[History of the American Clock Business for the Past Sixty Years, by Chauncey Jerome]@TWC D-Link bookHistory of the American Clock Business for the Past Sixty Years, CHAPTER I 9/36
This kind of business gave me great satisfaction, for I always had a desire to work at clocks.
In 1807, when I was fourteen years old, I proposed to my guardian to get me a place with Mr.Eli Terry, of Plymouth, to work at them.
Mr.Terry was at that time making more clocks than any other man in the country, about two hundred in a year, which was thought to be a great number. My guardian, a good old man, told me that there was so many clocks then making, that the country would soon be filled with them, and the business would be good for nothing in two or three years.
This opinion of that wise man made me feel very sad.
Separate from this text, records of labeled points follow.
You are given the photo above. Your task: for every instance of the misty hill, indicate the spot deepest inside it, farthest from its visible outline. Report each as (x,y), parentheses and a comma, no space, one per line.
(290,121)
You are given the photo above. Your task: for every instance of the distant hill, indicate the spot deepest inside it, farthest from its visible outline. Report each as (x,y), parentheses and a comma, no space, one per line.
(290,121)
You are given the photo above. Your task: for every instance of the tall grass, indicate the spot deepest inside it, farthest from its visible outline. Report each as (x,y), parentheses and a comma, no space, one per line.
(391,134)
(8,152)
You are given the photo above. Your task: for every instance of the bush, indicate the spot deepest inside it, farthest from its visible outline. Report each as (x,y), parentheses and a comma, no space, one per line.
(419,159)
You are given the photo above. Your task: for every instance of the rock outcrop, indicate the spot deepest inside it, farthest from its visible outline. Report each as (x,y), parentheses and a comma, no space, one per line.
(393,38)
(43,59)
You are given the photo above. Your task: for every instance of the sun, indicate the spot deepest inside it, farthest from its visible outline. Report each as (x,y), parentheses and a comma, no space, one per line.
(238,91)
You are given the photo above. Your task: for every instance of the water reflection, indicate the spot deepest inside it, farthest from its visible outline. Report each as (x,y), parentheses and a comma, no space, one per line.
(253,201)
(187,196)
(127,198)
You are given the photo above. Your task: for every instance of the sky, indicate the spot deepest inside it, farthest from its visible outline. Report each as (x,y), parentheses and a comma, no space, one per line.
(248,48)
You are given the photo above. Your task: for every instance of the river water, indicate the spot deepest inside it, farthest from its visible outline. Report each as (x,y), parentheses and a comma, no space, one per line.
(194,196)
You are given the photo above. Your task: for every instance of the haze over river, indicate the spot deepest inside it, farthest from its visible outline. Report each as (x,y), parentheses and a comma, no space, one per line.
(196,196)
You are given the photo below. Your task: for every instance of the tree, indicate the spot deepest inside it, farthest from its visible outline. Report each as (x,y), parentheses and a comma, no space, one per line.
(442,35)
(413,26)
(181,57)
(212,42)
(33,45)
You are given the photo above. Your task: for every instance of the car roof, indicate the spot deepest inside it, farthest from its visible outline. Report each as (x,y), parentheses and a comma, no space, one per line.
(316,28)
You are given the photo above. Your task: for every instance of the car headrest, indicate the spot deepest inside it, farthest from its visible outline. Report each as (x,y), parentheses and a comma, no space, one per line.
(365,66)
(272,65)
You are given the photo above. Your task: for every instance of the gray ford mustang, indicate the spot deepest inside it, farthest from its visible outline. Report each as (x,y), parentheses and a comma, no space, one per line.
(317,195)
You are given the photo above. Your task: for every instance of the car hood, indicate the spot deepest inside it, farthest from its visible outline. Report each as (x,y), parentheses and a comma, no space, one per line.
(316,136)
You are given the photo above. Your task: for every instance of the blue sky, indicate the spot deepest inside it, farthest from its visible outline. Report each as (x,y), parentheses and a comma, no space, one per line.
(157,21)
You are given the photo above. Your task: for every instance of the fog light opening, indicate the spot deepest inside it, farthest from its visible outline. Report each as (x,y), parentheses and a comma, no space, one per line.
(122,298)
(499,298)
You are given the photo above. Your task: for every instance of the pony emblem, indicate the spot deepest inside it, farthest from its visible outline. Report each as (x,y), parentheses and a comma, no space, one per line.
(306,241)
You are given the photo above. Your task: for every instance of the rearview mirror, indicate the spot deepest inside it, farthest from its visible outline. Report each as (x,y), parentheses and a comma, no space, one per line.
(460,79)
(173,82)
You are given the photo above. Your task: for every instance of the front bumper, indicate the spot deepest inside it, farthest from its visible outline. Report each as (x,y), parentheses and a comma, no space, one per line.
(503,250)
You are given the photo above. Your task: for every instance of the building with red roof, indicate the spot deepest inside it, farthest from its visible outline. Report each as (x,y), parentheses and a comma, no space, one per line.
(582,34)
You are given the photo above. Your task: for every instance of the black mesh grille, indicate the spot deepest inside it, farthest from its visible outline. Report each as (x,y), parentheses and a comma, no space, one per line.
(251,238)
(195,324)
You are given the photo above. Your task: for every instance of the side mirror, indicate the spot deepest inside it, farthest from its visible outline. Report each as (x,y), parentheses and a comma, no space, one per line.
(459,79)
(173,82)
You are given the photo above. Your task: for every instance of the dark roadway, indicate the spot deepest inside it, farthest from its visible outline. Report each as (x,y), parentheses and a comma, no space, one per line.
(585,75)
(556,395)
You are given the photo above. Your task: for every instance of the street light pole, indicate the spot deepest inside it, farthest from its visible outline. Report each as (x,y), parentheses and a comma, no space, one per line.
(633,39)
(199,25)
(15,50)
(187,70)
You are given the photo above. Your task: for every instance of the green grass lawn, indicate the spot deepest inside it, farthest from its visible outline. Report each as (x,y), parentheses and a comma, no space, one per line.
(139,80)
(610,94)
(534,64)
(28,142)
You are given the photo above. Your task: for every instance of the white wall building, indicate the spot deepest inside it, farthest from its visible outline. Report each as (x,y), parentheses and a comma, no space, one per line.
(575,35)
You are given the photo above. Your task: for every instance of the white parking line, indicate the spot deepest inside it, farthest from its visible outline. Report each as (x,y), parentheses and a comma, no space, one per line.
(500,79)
I well remember, when I was about twelve years old, what I heard some old gentleman say, at a training, (all of the good folks in those days were as sure to go to training as to attend church,) they were talking about Mr.Terry; the foolish man they said, had begun to make two hundred clocks; one said, he never would live long enough to finish them; another remarked, that if he did he never would, nor could possibly sell so many, and ridiculed the very idea. I was a little fellow, but heard and swallowed every word those wise men said, but I did not relish it at all, for I meant some day to make clocks myself, if I lived. What would those good old men have thought when they were laughing at and ridiculing Mr.Terry, if they had known that the little urchin who was so eagerly listening to their conversation would live to make _Two Hundred Thousand_ metal clocks in one year, and _many millions_ in his life.